Matilda by Roald Dahl
Genre: Humorous School Fiction
Publication Date: 1988 by the Penguin Group
Recommended Age Group: 10 and Up
Summary: Matilda was a genius child who taught herself to read by the age of three. She learned by studying newspapers and magazines around the house. Then she discovered the local library and read all of the books there. When she started school she encountered “The Trunchbull.” This was the headmistress of the school who was more horrible than anyone could imagine. Matilda, bored in her classes because she was so much more advanced than the other students, learned how to move things with her mind. She eventually devised and carried out a plan that scared the Trunchbull off and restored her school and her teacher to previously known respectable standing.
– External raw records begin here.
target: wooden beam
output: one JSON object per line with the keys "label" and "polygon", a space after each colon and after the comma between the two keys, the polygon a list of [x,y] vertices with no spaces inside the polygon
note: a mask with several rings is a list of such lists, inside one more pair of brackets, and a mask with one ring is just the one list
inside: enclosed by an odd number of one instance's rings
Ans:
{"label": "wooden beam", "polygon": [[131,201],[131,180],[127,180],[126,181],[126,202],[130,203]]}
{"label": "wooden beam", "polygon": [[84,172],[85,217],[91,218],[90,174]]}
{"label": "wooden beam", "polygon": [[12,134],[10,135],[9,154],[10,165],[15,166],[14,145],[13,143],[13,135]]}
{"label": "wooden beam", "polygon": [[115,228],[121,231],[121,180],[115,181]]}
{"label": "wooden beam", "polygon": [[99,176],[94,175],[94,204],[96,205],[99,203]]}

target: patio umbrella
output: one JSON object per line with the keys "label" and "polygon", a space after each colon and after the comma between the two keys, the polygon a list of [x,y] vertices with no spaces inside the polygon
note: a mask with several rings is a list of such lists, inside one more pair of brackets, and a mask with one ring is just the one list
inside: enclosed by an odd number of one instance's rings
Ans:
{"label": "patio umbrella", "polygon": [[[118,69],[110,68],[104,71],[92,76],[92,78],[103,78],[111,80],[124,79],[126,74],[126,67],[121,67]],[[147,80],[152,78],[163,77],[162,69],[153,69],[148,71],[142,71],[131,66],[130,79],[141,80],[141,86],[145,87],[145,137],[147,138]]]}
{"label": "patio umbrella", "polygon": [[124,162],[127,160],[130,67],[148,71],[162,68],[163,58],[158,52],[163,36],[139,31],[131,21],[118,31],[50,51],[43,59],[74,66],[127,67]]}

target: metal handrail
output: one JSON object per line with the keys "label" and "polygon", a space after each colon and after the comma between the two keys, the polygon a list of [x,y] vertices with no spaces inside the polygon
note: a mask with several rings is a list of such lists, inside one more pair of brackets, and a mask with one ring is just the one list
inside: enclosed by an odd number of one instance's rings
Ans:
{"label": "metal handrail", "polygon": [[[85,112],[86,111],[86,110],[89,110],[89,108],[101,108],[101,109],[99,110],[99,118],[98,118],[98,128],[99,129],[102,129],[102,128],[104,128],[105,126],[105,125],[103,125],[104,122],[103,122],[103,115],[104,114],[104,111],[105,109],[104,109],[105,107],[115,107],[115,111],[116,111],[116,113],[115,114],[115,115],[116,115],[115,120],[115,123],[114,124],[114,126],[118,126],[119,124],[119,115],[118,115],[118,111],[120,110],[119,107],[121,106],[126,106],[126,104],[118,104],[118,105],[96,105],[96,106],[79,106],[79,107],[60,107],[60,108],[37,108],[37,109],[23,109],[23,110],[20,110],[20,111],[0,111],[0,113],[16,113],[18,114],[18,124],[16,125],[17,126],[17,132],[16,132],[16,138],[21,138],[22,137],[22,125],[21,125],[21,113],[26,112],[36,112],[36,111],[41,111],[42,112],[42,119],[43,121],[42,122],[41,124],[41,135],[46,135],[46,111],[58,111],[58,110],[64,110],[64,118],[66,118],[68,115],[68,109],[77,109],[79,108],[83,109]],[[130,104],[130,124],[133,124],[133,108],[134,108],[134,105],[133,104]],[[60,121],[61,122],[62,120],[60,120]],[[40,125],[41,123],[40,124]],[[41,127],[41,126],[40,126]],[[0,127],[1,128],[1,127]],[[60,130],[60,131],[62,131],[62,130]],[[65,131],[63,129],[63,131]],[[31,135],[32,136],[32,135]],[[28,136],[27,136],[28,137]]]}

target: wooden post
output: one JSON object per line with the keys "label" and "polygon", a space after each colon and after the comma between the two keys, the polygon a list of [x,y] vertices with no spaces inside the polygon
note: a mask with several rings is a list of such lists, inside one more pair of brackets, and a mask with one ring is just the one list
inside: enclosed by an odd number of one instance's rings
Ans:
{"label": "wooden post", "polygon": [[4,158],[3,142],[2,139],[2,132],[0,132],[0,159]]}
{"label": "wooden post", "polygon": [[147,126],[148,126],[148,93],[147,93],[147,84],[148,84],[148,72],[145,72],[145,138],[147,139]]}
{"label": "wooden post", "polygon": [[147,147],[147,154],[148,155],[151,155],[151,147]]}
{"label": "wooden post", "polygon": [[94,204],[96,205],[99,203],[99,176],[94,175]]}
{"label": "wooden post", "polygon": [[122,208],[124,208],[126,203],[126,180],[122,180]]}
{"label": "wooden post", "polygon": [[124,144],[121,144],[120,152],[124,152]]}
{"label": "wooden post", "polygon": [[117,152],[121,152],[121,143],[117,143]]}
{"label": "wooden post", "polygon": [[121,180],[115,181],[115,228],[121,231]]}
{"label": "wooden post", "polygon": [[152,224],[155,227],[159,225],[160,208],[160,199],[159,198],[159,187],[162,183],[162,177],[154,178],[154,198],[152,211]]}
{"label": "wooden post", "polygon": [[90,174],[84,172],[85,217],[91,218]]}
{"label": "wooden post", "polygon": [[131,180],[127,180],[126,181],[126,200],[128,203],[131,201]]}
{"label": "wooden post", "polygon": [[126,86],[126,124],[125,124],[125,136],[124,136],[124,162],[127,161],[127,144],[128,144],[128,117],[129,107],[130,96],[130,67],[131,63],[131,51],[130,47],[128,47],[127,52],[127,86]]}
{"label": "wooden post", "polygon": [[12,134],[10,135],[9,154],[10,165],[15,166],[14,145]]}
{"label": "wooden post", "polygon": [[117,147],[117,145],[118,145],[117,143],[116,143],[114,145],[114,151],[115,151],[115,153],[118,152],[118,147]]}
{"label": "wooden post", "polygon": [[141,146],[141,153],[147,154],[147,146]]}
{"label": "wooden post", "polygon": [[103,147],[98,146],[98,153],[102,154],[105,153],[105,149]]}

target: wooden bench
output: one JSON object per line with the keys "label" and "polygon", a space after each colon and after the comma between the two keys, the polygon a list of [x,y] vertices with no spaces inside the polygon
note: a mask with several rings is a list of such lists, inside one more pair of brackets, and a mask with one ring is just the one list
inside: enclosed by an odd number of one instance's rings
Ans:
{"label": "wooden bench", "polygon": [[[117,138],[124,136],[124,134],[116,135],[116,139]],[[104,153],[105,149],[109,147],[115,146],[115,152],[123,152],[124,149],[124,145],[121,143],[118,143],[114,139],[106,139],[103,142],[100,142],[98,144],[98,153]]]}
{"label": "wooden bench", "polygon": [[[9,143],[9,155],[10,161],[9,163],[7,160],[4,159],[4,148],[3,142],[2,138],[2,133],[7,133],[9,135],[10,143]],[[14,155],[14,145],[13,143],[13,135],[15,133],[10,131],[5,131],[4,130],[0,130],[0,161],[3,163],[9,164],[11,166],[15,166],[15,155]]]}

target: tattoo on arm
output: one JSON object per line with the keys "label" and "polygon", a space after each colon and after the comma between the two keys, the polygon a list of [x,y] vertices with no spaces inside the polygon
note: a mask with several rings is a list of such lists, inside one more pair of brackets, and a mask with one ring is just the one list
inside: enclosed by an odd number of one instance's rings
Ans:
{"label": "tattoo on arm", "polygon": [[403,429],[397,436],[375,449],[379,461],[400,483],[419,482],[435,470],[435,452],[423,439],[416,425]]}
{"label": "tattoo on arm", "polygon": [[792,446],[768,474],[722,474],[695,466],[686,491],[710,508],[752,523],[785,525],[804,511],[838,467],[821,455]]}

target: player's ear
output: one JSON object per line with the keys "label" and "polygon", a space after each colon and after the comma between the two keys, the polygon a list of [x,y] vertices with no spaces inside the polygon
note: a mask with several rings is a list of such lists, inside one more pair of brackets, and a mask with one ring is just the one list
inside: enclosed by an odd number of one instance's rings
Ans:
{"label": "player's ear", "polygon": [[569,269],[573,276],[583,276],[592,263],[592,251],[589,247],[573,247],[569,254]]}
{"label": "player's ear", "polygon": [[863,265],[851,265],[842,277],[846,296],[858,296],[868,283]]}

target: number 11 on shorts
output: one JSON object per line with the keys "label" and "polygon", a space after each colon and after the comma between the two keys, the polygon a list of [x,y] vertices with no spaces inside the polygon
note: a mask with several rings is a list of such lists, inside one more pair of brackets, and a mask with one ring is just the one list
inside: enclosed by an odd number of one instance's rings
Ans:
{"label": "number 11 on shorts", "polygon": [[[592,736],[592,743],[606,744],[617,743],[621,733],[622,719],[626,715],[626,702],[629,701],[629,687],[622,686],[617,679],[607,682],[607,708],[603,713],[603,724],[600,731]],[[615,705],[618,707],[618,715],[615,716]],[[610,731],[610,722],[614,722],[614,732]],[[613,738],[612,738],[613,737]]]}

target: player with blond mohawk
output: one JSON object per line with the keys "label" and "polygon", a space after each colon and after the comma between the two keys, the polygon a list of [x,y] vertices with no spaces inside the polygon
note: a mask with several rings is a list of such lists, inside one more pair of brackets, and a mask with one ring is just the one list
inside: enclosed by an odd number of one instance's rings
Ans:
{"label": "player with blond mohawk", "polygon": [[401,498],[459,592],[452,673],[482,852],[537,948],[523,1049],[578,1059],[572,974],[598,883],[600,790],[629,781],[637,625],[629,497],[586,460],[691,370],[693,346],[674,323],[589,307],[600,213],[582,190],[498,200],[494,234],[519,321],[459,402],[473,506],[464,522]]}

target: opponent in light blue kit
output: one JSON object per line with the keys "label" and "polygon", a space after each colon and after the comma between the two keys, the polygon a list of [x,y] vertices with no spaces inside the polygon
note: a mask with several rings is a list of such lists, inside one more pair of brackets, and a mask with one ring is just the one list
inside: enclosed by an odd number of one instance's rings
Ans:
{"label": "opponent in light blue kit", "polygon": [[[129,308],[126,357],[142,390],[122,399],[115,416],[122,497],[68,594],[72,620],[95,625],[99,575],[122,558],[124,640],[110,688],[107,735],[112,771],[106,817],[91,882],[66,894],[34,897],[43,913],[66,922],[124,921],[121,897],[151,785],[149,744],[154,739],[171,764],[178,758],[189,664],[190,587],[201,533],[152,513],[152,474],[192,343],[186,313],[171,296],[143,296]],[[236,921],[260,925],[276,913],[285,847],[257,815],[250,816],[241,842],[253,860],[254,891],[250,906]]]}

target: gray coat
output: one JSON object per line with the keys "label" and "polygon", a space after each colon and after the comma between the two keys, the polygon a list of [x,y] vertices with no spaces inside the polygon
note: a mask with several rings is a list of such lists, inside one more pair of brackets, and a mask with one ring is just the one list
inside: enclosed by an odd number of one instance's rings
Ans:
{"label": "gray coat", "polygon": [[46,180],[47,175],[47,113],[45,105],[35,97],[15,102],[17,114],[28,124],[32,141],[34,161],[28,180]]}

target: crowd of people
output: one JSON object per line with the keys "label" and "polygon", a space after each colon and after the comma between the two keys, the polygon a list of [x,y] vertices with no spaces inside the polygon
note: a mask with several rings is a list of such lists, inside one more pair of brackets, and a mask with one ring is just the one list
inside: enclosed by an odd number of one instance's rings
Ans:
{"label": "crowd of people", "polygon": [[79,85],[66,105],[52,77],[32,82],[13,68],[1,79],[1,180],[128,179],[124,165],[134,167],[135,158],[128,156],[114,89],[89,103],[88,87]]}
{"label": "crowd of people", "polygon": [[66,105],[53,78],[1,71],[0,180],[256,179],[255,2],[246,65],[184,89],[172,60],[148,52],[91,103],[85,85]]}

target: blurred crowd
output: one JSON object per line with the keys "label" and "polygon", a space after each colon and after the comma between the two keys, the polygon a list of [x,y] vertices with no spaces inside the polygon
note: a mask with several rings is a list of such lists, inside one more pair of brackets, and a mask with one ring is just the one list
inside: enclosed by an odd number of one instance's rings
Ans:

Personal Notes: This books has many great points, some of which include: the way it encourages young people to read by creating a heroine who enjoys doing just that and how it teaches us that nothing is hopeless and we should look out for others who are less fortunate or who have fewer abilities than we do. I remember a teacher in sixth grade who would read to the class as we all gathered round. After each days reading we would talk about what we read, the good and the bad points. I think that would be a marvelous way to teach this book to others. Speaking of bad points, it is interesting that she takes matters into her own hands so to speak. She thinks she has the right to punish parents or elders for things that she perceives that they do wrong. I do not think that this is a good thing to impress upon children. Thus while teaching this book we should also teach the children about what they can and cannot do when they feel they are wronged by grown ups while making sure they if they do seriously have a problem that we will be there to come to their aid.